South Holland District Council is to consider plans for the redevelopment of the former Red Cow Hotel in High Street which has stood empty for about 15 years.
Market Homes Ltd of Hertfordshire plans to turn the one-time coaching inn, a Grade-II listed building dating back to the 17th century, into a mix of one and two-bedroom “self-contained studio apartments, flats and town houses”.
According to a statement from Market Homes Ltd, The Red Cow Hotel “has been the subject of a number of fires and anti-social behaviour”, resulting in its current derelict state.
The statement added: “The building has been the subject of a number of failed business ventures since it was closed and, due to the demise of public houses, its use is no longer viable when considering the works that are required to stabilise the building.
“This proposal, in this location, will enhance the sense of community in the area by introducing new families who would have the opportunity to be part of a typical village community.”

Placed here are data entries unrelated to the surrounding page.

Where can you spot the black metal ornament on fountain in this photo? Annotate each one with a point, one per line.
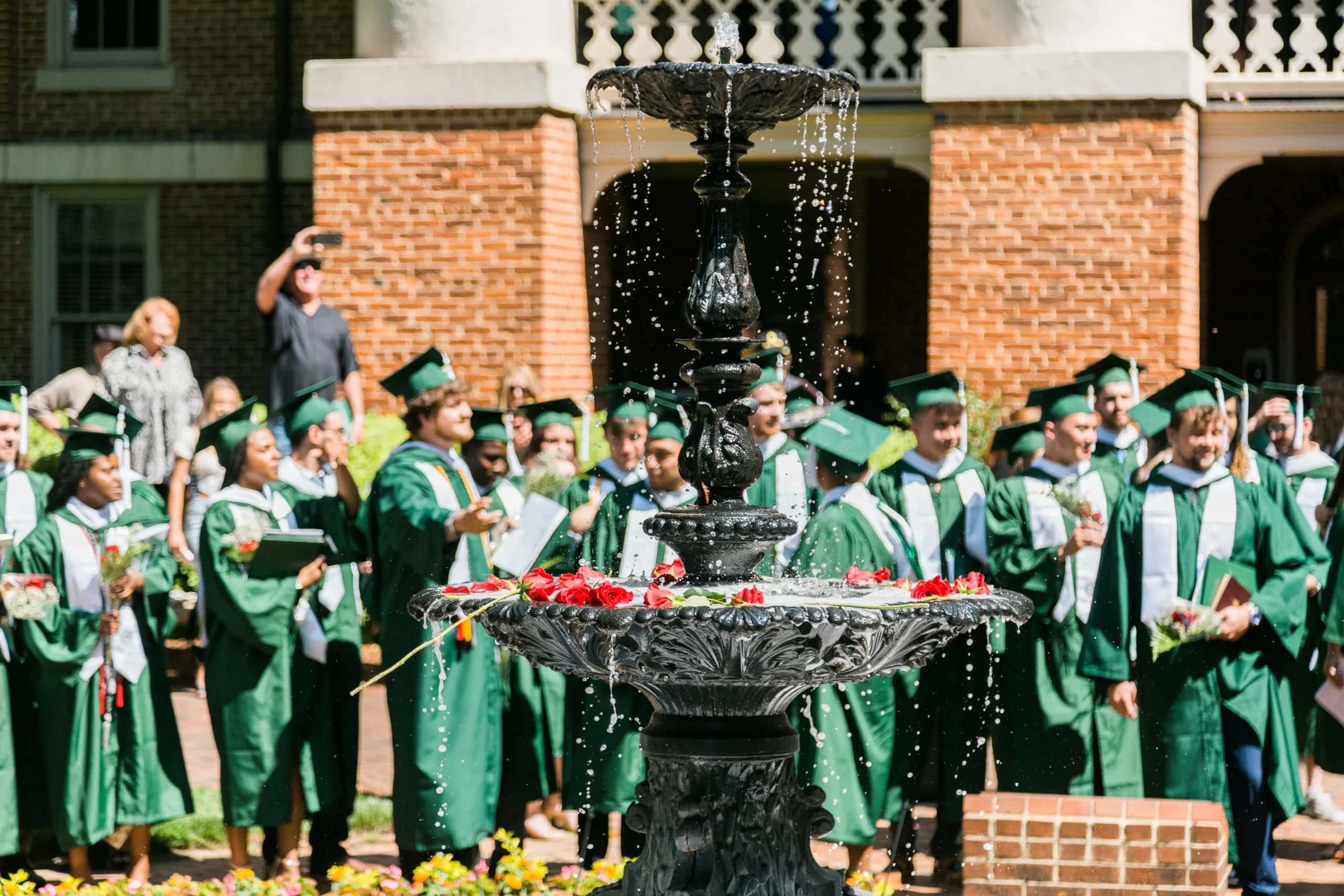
(721, 804)
(722, 537)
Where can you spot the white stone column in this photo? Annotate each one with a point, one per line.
(454, 54)
(1042, 50)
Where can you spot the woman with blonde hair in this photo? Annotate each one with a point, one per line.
(152, 379)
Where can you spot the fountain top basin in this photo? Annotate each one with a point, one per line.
(701, 96)
(764, 655)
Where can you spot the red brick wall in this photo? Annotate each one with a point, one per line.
(1028, 844)
(463, 230)
(1061, 231)
(224, 56)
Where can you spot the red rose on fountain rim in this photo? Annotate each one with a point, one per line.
(972, 583)
(612, 596)
(670, 571)
(539, 585)
(854, 575)
(658, 597)
(749, 594)
(934, 587)
(574, 596)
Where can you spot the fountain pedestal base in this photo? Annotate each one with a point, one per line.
(723, 812)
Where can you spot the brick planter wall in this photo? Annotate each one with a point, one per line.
(1028, 844)
(1059, 231)
(463, 230)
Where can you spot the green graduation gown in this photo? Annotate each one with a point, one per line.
(139, 777)
(252, 638)
(1309, 480)
(326, 714)
(1183, 692)
(1055, 723)
(534, 696)
(944, 507)
(445, 704)
(848, 733)
(604, 761)
(23, 501)
(1126, 460)
(784, 487)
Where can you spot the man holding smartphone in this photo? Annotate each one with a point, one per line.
(308, 342)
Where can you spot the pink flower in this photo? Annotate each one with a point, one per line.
(670, 571)
(854, 575)
(934, 587)
(658, 597)
(611, 596)
(749, 594)
(539, 585)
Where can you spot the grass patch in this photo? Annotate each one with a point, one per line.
(206, 828)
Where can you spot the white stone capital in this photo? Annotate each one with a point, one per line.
(985, 75)
(362, 85)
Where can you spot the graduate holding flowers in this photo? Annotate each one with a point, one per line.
(109, 739)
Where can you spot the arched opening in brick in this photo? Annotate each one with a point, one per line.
(642, 249)
(1273, 269)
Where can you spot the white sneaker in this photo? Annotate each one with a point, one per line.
(1321, 808)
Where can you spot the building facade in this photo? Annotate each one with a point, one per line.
(1031, 183)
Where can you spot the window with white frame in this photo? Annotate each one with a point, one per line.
(96, 258)
(107, 45)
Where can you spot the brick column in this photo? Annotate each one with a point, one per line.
(463, 230)
(1059, 231)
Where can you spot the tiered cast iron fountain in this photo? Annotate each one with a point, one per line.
(721, 804)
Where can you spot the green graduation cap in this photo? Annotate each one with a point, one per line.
(628, 400)
(844, 441)
(1058, 402)
(1191, 390)
(1113, 368)
(1150, 418)
(670, 421)
(307, 409)
(558, 410)
(102, 414)
(772, 366)
(88, 445)
(226, 433)
(1019, 440)
(424, 373)
(925, 390)
(488, 425)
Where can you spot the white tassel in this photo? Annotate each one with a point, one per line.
(961, 397)
(23, 421)
(585, 437)
(1297, 418)
(1244, 417)
(1222, 412)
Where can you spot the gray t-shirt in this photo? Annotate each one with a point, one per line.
(306, 350)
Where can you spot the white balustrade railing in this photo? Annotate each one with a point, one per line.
(1246, 51)
(879, 42)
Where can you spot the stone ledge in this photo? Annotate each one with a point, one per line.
(979, 75)
(374, 85)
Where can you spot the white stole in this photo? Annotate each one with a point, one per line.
(890, 527)
(1049, 531)
(640, 550)
(20, 505)
(1160, 578)
(84, 594)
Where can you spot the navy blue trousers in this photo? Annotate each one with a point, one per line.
(1253, 823)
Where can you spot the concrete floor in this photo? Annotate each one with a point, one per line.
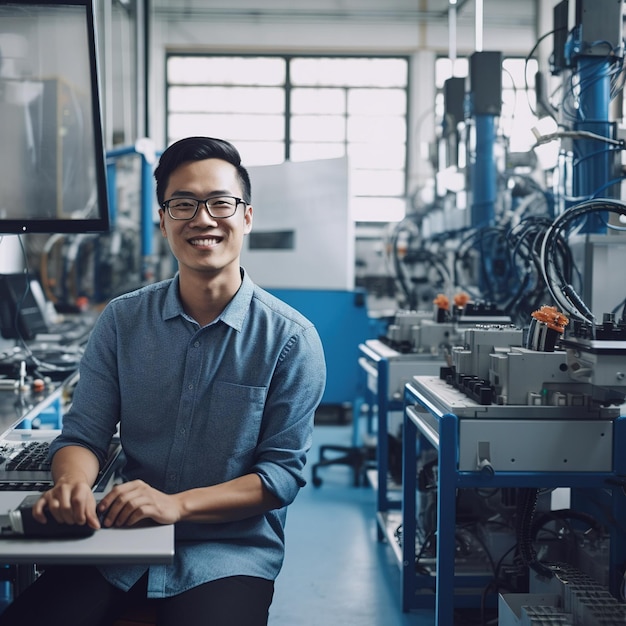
(336, 571)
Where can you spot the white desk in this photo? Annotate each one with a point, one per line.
(149, 545)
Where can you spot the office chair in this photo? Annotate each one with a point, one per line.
(358, 456)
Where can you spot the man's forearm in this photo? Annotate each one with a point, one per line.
(75, 464)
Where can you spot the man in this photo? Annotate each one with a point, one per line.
(214, 383)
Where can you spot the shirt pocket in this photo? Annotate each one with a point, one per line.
(236, 414)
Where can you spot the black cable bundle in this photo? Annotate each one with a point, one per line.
(527, 502)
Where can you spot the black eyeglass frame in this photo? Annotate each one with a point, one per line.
(166, 206)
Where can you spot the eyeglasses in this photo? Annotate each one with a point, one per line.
(187, 208)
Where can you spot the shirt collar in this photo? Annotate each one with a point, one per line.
(235, 312)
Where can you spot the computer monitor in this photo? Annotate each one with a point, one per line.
(22, 307)
(52, 161)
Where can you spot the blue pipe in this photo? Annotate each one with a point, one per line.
(594, 167)
(147, 247)
(484, 174)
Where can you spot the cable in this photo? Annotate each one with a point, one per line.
(560, 287)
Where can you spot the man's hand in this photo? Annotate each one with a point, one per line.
(68, 503)
(134, 501)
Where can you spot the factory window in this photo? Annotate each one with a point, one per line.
(278, 108)
(518, 115)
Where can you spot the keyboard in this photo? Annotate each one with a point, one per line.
(24, 465)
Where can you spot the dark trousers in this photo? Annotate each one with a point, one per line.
(80, 596)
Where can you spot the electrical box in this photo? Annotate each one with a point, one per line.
(486, 83)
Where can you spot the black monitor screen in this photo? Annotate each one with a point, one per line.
(52, 164)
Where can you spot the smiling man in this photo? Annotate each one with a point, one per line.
(213, 383)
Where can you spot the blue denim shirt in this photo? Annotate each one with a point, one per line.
(200, 406)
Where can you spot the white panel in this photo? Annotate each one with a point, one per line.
(310, 201)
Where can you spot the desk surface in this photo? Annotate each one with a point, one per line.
(149, 545)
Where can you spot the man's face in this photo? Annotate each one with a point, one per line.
(205, 244)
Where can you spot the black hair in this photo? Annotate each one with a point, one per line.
(197, 149)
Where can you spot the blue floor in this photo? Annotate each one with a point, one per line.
(336, 571)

When we used to enter Donington In Bloom and the judges came round, we were immediately marked down as soon as they saw the Red CowDonington parish and district councillor Jane King
As part of the plans, existing trees will stay on the site and a number of community gardens will be created, but the main bar will be demolished, existing windows removed and a number of ceilings, walls and roofs will be replaced.
In June 2015, the Lincolnshire Free Press reported that the building was the subject of a £175,000 offer, four years after a planning application to convert into a bar, restaurant, dental surgery and 12 homes was withdrawn.
Speaking to the Free Press in June 2015, Donington parish and district councillor Jane King said: “When we used to enter Donington In Bloom and the judges came round, we were immediately marked down as soon as they saw the Red Cow.
“There was nothing anybody could do about it and it wouldn’t have mattered if we’d got the most pristine, wonderful village in the history of the universe.
“The Red Cow has been an eyesore for so many years and it needs to be sorted out.”
A report for the district council’s planning committee recommended that both planning and Listed Building consent should be given, adding: “The need for urgent repairs to be carried out to the building and the reuse of the site for sustainable purposes justifies the decision.”